Minimum Viable Context (MVC) is the smallest set of context that enables an agent to complete a specific task reliably. More context is not always better. A larger context window costs more, takes longer to process, and can distract the model from what it actually needs to do. Too little context produces hallucinations and errors. Minimum Viable Context is the engineering discipline of finding the right set - the context that's necessary, and no more.

Determining the MVC for a task means asking: what does this agent actually need to do this job without making critical errors? For an agent investigating a deployment failure, the MVC might be the deployment record, the last three alerts, and the owning team's runbook. It probably doesn't need the full incident history for every service in the organisation.
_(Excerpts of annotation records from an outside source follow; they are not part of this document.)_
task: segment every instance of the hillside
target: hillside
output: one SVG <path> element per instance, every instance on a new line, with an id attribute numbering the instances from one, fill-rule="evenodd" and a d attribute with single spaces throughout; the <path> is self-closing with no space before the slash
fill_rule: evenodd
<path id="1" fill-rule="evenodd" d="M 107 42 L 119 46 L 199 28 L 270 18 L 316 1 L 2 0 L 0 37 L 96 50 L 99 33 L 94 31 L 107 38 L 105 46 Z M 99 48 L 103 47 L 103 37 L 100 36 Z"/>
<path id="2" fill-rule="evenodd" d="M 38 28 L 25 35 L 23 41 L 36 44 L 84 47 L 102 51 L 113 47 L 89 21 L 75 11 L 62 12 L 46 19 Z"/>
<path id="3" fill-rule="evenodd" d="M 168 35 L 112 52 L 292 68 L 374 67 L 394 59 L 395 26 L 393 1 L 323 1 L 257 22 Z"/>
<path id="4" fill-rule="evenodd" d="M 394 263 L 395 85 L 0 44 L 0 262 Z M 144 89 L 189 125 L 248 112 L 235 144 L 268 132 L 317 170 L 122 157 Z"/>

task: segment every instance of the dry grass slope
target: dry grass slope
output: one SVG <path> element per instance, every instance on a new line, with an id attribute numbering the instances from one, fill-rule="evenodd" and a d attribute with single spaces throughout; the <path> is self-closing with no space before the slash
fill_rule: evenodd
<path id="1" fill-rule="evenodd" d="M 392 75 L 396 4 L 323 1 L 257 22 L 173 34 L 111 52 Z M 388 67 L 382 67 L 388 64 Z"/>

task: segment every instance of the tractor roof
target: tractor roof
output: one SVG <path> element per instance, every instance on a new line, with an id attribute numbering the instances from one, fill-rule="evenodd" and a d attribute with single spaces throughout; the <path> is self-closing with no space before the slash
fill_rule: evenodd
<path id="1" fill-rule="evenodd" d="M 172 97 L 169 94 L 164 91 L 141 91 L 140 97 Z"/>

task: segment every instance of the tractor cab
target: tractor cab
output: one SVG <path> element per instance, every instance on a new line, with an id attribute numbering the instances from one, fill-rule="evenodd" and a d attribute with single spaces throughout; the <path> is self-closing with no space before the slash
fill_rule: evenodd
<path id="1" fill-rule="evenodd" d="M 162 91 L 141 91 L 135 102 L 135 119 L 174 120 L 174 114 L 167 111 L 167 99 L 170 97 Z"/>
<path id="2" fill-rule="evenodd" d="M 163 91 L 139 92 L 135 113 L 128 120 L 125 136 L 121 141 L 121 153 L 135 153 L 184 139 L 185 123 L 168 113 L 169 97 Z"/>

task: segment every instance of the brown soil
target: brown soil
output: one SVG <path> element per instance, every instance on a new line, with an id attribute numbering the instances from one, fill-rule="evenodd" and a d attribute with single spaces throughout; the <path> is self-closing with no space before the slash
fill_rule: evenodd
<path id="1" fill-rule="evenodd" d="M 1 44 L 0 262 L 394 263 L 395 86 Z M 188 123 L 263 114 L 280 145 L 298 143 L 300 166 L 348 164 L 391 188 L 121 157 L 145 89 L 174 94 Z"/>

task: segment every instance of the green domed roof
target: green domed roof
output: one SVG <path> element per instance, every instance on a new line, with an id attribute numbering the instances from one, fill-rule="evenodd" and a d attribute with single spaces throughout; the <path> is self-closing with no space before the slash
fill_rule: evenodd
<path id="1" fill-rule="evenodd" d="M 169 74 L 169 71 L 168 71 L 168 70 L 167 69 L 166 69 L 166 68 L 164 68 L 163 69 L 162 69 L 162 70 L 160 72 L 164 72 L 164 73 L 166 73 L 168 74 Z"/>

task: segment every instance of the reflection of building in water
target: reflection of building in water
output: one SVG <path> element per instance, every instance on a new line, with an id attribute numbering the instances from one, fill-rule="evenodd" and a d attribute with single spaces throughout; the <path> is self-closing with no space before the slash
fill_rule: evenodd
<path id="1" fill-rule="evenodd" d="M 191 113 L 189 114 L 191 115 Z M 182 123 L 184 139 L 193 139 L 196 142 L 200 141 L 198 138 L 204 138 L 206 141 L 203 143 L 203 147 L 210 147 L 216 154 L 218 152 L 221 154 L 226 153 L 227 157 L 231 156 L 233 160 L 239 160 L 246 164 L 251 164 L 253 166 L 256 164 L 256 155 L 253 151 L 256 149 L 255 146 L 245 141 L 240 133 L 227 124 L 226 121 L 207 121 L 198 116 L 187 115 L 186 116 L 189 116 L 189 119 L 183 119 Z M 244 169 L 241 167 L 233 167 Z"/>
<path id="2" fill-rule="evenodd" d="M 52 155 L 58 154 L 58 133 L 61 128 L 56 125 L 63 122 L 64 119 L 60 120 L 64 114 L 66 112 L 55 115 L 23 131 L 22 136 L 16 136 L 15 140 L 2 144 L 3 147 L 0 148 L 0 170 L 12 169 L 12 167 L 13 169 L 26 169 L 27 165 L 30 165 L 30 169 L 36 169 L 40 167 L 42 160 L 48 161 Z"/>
Getting MVC right is one of the main levers for improving agent reliability and cost. It's also a harness design problem: a well-built harness assembles only the context the task requires, rather than passing everything available into the model's context window.

## MCP

MCP, or Model Context Protocol, is a lightweight protocol that standardises how an application or agent provides tools and context to an LLM. MCP defines a common interface for discovering tools, calling them with structured inputs, and returning structured outputs - so models can interact with external systems without custom integration code for each one.

The practical benefit is that MCP solves an integration problem at the protocol level. Before MCP, connecting a model to an external tool meant writing bespoke code for that tool, and repeating that work for every new tool. MCP replaces that with a shared specification that tools and models both implement once.

### MCP Server

An MCP Server is a service that implements the MCP specification and exposes capabilities to models. It publishes a catalog of available tools, validates inputs, enforces auth and permissions, executes tool calls or forwards them to the underlying service, and returns results in a consistent, machine-readable format.

In a platform engineering context, a service catalog backed by an MCP Server means any agent can call "which teams own services in the payments domain?" and get a typed, structured answer - not a blob of markdown from a docs search. The MCP Server handles the translation between the model's tool call and the catalog's underlying data model.

A catalog-backed MCP Server tends to be the highest-value starting point for platform teams building agent tooling, because service ownership and dependency data is already maintained and is high signal for most agent tasks.

### MCP Gateway

An MCP Gateway is a routing and policy layer that sits in front of one or more MCP Servers.

As you add more MCP Servers - one for the catalog, one for your observability platform, one for your ticketing system - you end up with scattered auth configurations, inconsistent rate limits, and no single point for setting policies about what agents can do. The gateway centralises all of that: authentication and tenant isolation, tool allowlists and safety policies, request routing and load balancing, observability across all tool calls, and version compatibility between clients and servers.

Most platform teams don't need a gateway on day one. In our experience, it becomes worth introducing somewhere between three and ten MCP Servers. Before that point, direct connections work fine. After it, the overhead of managing each server's auth and policies separately makes a gateway the cheaper option overall.

### Tools

Tools are the discrete, callable functions exposed via MCP that let an LLM take actions or fetch data. Each tool has three parts: a name and description so the model knows the tool exists and when to use it, a strict input schema so calls are valid and typed, and a structured output so results are usable without parsing. Examples: "get service entity", "query deployment history", "search runbooks", "create incident".

Tools are what make agents useful rather than just knowledgeable. A model without tools can reason about a problem. A model with the right tools can act on it. In a platform engineering context, the quality of the tools - specifically how precisely their schemas match real workflows - determines most of the difference between agents that work and agents that look good in demos.